Since that first encounter with the Whiteskins two years before there had been several skirmishes with other bands of Fireheads. Crocus’s tribe, settled for several years in their township of mammoth-bone huts, were well-fed, healthy and strong, and were able to fend off the attacks — mounted mostly by bands of desperate refugees, forced north from the overcrowded southern lands.

But this wouldn’t last forever, predicted Walks With Thunder.

"There is no limit to the number of Fireheads who might take it into their heads to come bubbling up from the south. We can defend ourselves and this settlement as long as the numbers are right. But eventually they will overrun us."

"And then?" said Longtusk.

"And then we will have to flee — go north once again, as we have done before, and find a new and empty land. And this is what Crocus, in her wisdom, knows she must plan for; it is surely going to come in her time as Matriarch."

So it was that Crocus was remaking herself. Still young, already skilled in hunting techniques, she had learned to use the tribe’s weapons with as much skill and daring as any of the buck male warriors. And she had learned to command, to force her tribe to accept the harshest of realities.

But Longtusk thought he detected a growing hardness in her — a hardness that, when he thought of the affectionate cub who had befriended him, saddened him.

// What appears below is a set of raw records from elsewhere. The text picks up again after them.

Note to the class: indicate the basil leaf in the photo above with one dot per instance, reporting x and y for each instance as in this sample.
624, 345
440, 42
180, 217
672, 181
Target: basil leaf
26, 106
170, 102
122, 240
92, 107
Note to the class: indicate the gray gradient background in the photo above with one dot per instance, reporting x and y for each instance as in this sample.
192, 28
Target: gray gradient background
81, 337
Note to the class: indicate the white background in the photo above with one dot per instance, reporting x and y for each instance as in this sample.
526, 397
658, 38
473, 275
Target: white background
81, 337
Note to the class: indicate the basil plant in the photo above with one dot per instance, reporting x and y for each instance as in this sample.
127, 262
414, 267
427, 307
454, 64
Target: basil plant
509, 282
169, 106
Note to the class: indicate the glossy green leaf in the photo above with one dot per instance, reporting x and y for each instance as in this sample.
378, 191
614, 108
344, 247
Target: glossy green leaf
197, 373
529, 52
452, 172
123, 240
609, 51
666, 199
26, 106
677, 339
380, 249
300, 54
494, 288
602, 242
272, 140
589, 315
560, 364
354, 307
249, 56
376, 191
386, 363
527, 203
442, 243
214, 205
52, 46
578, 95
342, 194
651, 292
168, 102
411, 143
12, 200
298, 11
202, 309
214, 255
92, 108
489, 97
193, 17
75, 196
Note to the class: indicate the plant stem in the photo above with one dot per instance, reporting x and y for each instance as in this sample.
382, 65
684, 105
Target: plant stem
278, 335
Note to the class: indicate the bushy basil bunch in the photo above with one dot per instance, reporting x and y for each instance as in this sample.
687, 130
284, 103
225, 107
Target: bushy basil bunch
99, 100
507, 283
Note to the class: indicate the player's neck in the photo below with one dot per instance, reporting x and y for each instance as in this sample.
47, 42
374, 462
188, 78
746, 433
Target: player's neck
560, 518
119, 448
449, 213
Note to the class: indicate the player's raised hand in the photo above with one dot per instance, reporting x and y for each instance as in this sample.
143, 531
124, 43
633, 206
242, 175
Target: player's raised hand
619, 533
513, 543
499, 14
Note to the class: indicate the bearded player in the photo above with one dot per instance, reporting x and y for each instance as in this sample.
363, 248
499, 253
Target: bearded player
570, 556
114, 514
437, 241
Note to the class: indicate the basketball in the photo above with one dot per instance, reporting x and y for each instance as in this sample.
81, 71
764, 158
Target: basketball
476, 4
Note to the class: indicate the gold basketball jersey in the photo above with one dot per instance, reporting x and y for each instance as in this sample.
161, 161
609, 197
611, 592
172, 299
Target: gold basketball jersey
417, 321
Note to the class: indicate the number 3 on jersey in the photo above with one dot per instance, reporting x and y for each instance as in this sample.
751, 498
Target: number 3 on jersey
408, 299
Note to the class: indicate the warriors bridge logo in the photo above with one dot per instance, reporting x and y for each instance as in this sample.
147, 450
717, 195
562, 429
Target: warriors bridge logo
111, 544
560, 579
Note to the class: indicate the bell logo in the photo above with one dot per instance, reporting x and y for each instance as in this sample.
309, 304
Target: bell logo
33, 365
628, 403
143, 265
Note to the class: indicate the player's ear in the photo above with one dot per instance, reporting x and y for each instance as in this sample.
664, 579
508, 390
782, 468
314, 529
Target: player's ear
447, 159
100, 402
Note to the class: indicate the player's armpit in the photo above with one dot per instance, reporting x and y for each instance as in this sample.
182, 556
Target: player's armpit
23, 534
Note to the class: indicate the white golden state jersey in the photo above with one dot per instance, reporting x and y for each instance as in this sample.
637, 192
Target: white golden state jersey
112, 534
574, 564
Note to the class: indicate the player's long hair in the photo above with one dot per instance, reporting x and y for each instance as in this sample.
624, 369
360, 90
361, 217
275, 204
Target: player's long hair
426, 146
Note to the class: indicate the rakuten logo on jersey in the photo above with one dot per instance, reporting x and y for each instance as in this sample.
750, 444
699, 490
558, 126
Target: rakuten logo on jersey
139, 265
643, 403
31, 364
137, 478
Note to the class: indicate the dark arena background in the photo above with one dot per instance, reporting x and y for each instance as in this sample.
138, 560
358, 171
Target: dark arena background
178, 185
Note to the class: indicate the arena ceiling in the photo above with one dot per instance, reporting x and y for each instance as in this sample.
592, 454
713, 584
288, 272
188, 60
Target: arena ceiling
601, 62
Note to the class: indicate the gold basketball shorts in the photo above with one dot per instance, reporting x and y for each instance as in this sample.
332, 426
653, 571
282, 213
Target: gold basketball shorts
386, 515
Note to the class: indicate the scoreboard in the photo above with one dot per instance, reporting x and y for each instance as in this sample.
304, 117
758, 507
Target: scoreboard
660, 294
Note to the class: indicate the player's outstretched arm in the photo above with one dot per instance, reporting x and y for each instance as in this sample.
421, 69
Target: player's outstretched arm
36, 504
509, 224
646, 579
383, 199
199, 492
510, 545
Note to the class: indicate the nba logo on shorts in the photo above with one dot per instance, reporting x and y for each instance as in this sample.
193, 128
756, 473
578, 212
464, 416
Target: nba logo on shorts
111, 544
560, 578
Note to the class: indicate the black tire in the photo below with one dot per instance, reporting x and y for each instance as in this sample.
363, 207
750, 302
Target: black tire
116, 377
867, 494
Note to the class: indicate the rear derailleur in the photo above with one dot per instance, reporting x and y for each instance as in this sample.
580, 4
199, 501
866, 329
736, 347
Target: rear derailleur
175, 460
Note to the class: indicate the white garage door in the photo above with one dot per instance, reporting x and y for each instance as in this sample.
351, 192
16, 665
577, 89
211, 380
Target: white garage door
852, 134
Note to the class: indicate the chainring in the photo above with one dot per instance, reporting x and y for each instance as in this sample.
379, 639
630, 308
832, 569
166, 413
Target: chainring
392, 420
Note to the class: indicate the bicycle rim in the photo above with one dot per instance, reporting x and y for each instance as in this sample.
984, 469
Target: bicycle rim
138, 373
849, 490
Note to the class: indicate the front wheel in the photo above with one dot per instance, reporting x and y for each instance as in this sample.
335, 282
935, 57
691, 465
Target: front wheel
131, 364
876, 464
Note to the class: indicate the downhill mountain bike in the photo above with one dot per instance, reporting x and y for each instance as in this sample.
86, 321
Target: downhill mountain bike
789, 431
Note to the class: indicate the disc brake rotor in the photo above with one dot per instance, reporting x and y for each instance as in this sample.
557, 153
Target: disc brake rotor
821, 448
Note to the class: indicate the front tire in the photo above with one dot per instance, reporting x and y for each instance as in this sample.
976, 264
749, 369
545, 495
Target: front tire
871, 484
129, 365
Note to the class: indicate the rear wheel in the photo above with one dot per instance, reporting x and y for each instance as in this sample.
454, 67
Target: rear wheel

As for himself, Longtusk was now bigger and stronger than any of the mastodonts. He was no longer the butt of jokes and taunts in the stockade; no longer did the mastodonts call constant attention to his differences, his dense brown hair and strange grinding teeth. Now he was Longtusk, warrior Bull, and his immense tusks, scarred by use, were the envy of the herd.

Only Walks With Thunder still called him "little grazer" — but Longtusk didn’t mind that.

And, such was Crocus’s skill in riding Longtusk — and so potent was the mammoth’s own intelligence and courage — that the stunning, unexpected combination of warrior-queen and woolly mammoth leading the column could, said Walks With Thunder, prove to be the Fireheads’ most important weapon of all.

During the long march, Longtusk’s days were arduous. He was the first to break the new ground, and he had to be constantly on the alert for danger — not just from potential foes, but also the natural traps of the changing landscape. He paid careful attention to the deep wash of sound which echoed through the Earth in response to the mastodonts’ heavy footsteps, and avoided the worst of the difficulties.